Via Houston Chronicle reports:
Attorney Brian Kilmer of Houston filed the petition last week in a Houston federal bankruptcy court on Young’s behalf, listing Young with estimated assets between $500,001 and $1 million and liabilities between $1,001,000 and $10 million. No specific details on Young’s assets and liabilities were immediately available.
Over the last year, Young, 30, has been locked in a pair of lawsuits stemming from a $1.8 million loan obtained in his name during the 2011 lockout.
A New York state court has granted a judgment against Young to Pro Player Funding, a New York company that made the loan, which along with interest has grown to more than $2.5 million, according to a Pro Player attorney.
Pro Player Funding has made several efforts in a Harris County state district court to enforce collection of the judgment, but those efforts remain pending.

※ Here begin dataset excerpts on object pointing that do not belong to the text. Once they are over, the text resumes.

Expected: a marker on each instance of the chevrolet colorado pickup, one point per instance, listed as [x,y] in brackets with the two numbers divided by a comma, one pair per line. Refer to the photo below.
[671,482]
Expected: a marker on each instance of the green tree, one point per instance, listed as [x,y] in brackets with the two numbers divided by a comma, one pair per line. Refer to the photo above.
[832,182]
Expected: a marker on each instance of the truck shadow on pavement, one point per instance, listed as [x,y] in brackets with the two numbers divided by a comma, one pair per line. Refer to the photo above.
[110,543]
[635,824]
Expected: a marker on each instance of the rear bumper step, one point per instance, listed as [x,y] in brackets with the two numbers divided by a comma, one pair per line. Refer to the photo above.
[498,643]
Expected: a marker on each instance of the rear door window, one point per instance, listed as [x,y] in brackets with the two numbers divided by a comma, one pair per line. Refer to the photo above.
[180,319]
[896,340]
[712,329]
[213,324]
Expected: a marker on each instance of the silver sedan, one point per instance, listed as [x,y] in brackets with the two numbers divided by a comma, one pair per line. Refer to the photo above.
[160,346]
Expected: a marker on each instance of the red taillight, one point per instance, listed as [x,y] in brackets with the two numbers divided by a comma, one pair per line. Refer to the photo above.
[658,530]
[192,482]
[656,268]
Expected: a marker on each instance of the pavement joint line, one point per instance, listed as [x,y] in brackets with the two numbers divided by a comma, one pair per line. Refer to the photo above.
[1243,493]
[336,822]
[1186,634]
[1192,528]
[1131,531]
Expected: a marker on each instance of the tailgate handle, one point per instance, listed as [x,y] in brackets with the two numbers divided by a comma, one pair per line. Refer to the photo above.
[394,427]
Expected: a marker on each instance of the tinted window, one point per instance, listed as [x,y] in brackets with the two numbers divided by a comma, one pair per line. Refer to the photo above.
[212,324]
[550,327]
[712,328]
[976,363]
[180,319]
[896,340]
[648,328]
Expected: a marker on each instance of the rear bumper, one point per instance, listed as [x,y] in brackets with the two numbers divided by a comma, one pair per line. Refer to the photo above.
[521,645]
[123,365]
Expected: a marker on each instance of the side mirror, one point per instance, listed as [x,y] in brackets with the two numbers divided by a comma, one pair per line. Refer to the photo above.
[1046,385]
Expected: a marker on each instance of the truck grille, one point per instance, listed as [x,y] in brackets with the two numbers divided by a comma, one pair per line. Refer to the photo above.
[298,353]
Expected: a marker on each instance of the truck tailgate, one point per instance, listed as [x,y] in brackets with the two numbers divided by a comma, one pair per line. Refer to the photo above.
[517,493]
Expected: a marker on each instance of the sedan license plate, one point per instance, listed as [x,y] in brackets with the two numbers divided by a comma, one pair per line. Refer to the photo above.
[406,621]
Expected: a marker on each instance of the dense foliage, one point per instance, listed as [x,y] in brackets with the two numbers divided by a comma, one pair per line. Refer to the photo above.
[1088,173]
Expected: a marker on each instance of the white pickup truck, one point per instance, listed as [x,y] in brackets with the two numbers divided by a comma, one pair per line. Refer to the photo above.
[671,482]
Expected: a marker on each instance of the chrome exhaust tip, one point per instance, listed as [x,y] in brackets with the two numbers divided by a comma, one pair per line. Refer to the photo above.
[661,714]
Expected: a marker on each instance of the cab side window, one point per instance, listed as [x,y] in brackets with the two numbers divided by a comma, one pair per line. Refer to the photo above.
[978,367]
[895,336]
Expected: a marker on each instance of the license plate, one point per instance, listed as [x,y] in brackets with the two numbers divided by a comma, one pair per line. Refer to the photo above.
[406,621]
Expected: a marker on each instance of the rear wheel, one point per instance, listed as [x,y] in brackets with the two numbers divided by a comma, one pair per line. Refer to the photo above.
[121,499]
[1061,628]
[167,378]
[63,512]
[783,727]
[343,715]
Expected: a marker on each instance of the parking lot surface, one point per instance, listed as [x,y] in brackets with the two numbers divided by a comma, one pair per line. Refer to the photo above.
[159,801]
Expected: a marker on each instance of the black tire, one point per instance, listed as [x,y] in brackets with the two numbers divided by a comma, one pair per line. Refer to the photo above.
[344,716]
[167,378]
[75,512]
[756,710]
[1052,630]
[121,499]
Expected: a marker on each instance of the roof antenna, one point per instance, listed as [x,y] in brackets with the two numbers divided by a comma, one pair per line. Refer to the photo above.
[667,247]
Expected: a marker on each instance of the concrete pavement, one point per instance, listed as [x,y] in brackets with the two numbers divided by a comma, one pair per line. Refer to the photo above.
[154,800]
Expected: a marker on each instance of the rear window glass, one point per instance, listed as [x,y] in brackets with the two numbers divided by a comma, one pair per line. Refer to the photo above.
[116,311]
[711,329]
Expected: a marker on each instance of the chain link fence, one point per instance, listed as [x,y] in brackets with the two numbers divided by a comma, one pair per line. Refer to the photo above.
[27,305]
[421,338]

In the wake of the New York case, Young sued a group that included his former financial adviser, Ronnie Peoples of Raleigh, N.C., and his former agent, Major Adams II of Houston, claiming that the defendants defrauded him and conspired with Pro Player Funding to obtain the loan and that Young himself never received the money in question.
Lawyers in December said a settlement had been reached in the Peoples case, but that agreement has not been finalized.
Documents filed in the Peoples case include a financial statement as of July 2013 that listed Young and his wife, Candice, with assets totaling $1.8 million and liabilities totaling $2.5 million, including the New York state judgment. Young’s assets included five cars, his home, NFL annuity and 401(k) funds and jewelry valued at about $200,000.
While the state case continued, a Harris County district judge granted a temporary restraining order that prohibited Young from wasting or dissipating assets and limited him to $25,000 in monthly household expenses, including child support.
Vince might want to see if The Cheesecake Factory is hiring now that he’s officially broke!